You are viewing a plain text version of this content. The canonical link for it is here.
Posted to user@cassandra.apache.org by Jack Krupansky <ja...@gmail.com> on 2016/03/29 05:04:53 UTC

Acceptable repair time

Someone recently asked me for advice when their repair time was 2-3 days. I
thought that was outrageous, but not unheard of. Personally, to me, 2-3
hours would be about the limit of what I could tolerate, and my personal
goal would be that a full repair of a node should take no longer than an
hour, maybe 90 minutes tops. But... achieving those more abbreviated repair
times would strongly suggest that the amount of data on each node be kept
down to a tiny fraction of a typical spinning disk drive, or even a
fraction of a larger SSD drive.

So, my question here is what people consider acceptable full repair times
for nodes and what the resulting node data size is.

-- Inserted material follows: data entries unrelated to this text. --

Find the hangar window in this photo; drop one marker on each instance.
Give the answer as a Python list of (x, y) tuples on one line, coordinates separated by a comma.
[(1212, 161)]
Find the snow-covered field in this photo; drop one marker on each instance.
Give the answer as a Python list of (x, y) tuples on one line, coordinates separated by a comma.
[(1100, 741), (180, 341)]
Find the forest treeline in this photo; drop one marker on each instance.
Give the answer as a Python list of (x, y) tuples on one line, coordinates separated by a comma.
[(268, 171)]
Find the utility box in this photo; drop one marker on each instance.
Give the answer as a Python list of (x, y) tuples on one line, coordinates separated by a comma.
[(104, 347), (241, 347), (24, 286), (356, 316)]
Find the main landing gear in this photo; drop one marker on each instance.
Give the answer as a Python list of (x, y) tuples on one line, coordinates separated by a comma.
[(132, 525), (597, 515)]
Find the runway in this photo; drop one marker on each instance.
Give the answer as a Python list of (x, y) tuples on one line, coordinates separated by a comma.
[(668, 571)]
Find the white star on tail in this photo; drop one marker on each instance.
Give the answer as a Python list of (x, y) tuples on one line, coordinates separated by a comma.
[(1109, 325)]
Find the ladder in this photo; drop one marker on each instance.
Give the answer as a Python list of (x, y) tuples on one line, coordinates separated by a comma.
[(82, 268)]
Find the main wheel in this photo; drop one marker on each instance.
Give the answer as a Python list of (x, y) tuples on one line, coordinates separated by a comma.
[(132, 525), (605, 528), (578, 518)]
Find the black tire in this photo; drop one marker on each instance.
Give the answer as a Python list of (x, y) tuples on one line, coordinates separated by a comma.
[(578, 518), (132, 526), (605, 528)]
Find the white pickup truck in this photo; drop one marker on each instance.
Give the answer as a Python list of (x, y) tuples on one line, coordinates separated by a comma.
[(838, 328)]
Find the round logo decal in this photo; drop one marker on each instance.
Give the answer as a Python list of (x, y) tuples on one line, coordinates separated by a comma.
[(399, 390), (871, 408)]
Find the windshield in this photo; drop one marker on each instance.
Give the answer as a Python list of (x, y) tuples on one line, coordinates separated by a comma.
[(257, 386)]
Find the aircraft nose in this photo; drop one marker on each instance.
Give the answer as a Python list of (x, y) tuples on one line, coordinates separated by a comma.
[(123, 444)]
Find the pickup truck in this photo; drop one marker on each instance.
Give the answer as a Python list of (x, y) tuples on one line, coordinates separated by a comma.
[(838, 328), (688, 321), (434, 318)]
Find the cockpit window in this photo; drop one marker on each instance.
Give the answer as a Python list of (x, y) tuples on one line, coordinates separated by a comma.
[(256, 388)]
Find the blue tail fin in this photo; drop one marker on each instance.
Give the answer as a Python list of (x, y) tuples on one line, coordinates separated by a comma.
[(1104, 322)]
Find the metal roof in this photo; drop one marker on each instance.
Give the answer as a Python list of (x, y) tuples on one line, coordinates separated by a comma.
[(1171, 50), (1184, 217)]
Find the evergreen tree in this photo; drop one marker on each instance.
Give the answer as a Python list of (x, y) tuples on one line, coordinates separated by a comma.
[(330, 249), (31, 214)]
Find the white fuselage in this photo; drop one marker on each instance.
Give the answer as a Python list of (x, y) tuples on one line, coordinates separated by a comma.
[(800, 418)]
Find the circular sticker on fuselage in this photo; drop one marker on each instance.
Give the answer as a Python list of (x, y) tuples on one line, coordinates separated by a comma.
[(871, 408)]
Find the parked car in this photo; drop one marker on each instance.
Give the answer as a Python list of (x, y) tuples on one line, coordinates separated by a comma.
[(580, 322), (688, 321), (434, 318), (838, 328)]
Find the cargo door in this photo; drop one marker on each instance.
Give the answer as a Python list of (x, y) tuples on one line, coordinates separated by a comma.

What impact vnodes has on these numbers is a bonus question.

Thanks!

-- Jack Krupansky

Re: Acceptable repair time

Posted by Anishek Agarwal <an...@gmail.com>.
we have about 380GB / RF = 3 ~ 1200 GB on disk. since we are on 2.0.17
there is no incremental repair :(

On Tue, Mar 29, 2016 at 6:05 PM, Kai Wang <de...@gmail.com> wrote:

> IIRC when we switched to LCS and ran the first full repair with
> 250GB/RF=3, it took at least 12 hours for the repair to finish, then
> another 3+ days for all the compaction to catch up. I called it "the big
> bang of LCS".
>
> Since then we've been running nightly incremental repair.
>
> For me as long as it's reliable (no streaming error, better progress
> reporting etc), I actually don't mind it it takes more than a few hours to
> do a full repair. But I am not sure about 4 days... I guess it depends on
> the size of the cluster and data...
>
> On Tue, Mar 29, 2016 at 6:04 AM, Anishek Agarwal <an...@gmail.com>
> wrote:
>
>> I would really like to know the answer for above because on some nodes
>> repair takes almost 4 days for us :(.
>>
>> On Tue, Mar 29, 2016 at 8:34 AM, Jack Krupansky <jack.krupansky@gmail.com
>> > wrote:
>>
>>> Someone recently asked me for advice when their repair time was 2-3
>>> days. I thought that was outrageous, but not unheard of. Personally, to me,
>>> 2-3 hours would be about the limit of what I could tolerate, and my
>>> personal goal would be that a full repair of a node should take no longer
>>> than an hour, maybe 90 minutes tops. But... achieving those more
>>> abbreviated repair times would strongly suggest that the amount of data on
>>> each node be kept down to a tiny fraction of a typical spinning disk drive,
>>> or even a fraction of a larger SSD drive.
>>>
>>> So, my question here is what people consider acceptable full repair
>>> times for nodes and what the resulting node data size is.
>>>
>>> What impact vnodes has on these numbers is a bonus question.
>>>
>>> Thanks!
>>>
>>> -- Jack Krupansky
>>>
>>
>>
>

Re: Acceptable repair time

Posted by Kai Wang <de...@gmail.com>.
IIRC when we switched to LCS and ran the first full repair with 250GB/RF=3,
it took at least 12 hours for the repair to finish, then another 3+ days
for all the compaction to catch up. I called it "the big bang of LCS".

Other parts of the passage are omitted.